The changes God asks you to make have nothing to do with hair, makeup, clothes, or muscles.  God’s word, like a mirror, shows you changes you need to make in your character.  You need to be kinder.  You need to be more thoughtful of other people.  You need to tone down your anger.  You need to be more forgiving when someone hurts your feelings.  You need to have integrity when no one is looking and when everyone else is taking shortcuts.  You need to not just attend church but get involved in church.  You need to put an end to the relationship that causes you to compromise Godly standards.  It could be anything! Look into the mirror of God’s word and see the changes that He wants you to make; don’t walk away and do nothing about it, that makes no sense!  The whole reason you look into the mirror is to make changes before you go out in public!
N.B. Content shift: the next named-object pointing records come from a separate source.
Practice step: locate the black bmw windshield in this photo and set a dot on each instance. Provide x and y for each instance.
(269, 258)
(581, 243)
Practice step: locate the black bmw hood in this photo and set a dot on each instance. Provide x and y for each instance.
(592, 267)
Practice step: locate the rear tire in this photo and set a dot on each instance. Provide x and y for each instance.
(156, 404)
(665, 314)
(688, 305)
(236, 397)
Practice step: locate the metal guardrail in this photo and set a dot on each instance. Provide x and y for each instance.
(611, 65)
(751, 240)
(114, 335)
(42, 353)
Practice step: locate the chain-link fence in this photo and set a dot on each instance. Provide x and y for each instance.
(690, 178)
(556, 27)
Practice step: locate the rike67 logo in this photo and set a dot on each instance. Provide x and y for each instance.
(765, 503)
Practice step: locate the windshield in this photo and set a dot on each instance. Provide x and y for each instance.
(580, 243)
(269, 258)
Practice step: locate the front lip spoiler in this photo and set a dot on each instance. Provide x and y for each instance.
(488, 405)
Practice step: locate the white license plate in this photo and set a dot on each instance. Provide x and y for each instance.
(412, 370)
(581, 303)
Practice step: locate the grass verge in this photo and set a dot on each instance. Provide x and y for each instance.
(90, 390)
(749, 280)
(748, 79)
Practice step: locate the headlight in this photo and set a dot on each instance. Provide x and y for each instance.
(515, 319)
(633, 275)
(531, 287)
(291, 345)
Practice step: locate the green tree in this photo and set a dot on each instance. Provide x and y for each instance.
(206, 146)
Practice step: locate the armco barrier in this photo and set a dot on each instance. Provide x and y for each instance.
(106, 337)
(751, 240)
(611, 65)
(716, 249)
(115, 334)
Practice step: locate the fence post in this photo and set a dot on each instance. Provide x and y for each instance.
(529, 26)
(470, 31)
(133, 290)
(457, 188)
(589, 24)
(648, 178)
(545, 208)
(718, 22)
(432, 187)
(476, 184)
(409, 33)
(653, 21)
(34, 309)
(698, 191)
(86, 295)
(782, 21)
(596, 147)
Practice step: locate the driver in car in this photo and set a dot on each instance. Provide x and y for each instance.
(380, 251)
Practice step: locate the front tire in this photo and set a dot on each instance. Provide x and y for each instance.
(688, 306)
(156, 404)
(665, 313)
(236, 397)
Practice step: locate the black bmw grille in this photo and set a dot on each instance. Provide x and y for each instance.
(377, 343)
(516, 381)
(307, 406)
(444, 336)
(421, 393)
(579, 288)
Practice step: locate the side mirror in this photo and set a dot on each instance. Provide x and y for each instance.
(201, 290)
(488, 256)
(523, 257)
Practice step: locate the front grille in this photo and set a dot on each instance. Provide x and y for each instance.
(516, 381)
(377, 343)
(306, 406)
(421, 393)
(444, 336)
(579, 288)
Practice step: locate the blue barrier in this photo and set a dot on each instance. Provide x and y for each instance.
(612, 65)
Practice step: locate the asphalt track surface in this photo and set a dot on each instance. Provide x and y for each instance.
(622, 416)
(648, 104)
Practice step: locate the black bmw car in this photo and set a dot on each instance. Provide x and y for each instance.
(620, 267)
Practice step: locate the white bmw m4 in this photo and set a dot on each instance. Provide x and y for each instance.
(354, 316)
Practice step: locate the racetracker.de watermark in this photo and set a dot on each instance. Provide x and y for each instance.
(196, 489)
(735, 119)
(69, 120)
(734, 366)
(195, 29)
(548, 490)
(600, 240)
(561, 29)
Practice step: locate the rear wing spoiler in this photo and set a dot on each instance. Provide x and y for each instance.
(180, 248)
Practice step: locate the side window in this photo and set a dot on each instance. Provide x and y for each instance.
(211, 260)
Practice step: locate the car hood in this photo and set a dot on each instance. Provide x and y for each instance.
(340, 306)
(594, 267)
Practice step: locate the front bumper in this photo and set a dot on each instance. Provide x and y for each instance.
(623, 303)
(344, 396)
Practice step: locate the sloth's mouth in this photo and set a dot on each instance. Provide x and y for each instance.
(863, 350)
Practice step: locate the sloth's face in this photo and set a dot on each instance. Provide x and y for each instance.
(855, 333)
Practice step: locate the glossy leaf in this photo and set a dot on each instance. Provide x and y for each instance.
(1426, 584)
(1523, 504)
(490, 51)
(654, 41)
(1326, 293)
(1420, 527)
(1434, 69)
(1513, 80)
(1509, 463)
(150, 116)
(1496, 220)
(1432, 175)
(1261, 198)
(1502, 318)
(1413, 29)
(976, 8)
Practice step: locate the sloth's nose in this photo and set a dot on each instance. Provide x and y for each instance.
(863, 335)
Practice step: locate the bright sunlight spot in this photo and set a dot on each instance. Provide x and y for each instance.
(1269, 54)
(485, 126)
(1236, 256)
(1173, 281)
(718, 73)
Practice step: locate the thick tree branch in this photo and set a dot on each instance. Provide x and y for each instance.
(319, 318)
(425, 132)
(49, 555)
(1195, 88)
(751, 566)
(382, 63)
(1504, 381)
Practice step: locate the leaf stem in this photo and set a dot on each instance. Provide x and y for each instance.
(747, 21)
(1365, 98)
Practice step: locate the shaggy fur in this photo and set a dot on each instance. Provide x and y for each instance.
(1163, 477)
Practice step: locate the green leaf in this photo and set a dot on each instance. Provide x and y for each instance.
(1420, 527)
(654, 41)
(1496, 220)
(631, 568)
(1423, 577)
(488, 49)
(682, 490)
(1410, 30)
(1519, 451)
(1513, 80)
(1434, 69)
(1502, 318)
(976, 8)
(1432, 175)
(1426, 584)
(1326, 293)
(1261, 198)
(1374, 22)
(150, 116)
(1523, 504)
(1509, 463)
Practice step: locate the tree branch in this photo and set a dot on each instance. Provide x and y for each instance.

Making a change is what makes a difference.

When you look in the mirror of God’s word, when you study the Bible at a Small Group or at church, and God shows you something to change, God doesn’t want you to go, “Man that’s right.  I really should change that.  In fact, my life would be better off if I changed that.”  And then you walk off, you walk out of this room, you walk out of Small Group, you walk out of whatever Bible study and make no change—that is how you pile up regret. I’m willing to bet that whatever regret you have in your past, whatever it was you did on that spring break, where ever you were when you said that thing you wish you could take back, whatever happened that you would give anything to go back and undo, I’m willing to bet that on that day you looked great.  I’ll bet your outward appearance was spot on.  When you looked in the mirror, you looked good but it’s not your outward appearance that makes the difference.  Your character does.  To walk out of church with no intention of changing what God shows you needs to change; it’s like looking into a mirror and forgetting how you really look. Don’t let that happen.  Don’t let regret pile up that way.

James wraps up by saying:

James 1:25 (NIV)

“25 But whoever looks intently into the perfect law that gives freedom, and continues to do it—not forgetting what they have heard, but doing it—they will be blessed in what they do.”

James tells us that if you look into God’s law, the Bible, you see what it says and you make the changes God asks you to make, that it gives freedom. I know what you’re thinking, you’re thinking- “How?  How in the world do more rules bring freedom?  Isn’t that the opposite of freedom?” I can see why people think that, but the truth is that when I change the things I habitually do, to the things that God wants me to habitually do, it actually brings more freedom, not less.  The key is I have to continue to make those changes.

I didn’t understand this for a long time, so let me give you some examples.  I’m so glad that growing up, I was taught that God says that whenever I make money, I’m supposed to give some, save some, and then live on the rest. More specifically God says to give him 10% of whatever I make, then save some of what I make, and then live on the rest of what I make. God doesn’t tell us how much we should save, so I just decided that I was going to try to save the same amount I gave God.  So, I gave God 10%, saved 10%, and lived on 80%.  That seemed super restrictive and controlling when I first started.  If all I ever did was look at the amount I was making at Albertson’s grocery store, it would’ve seemed restrictive and controlling.  However, by continuing to give to God, He blessed the rest of what I made and my savings accumulated over time and it allowed me to buy some things I never could’ve bought if I just lived paycheck to paycheck.  After I learned to adjust my lifestyle to 80% of what I made, it didn’t feel restrictive it all.  In fact, it’s given me more freedom to live.  Our family still lives this way!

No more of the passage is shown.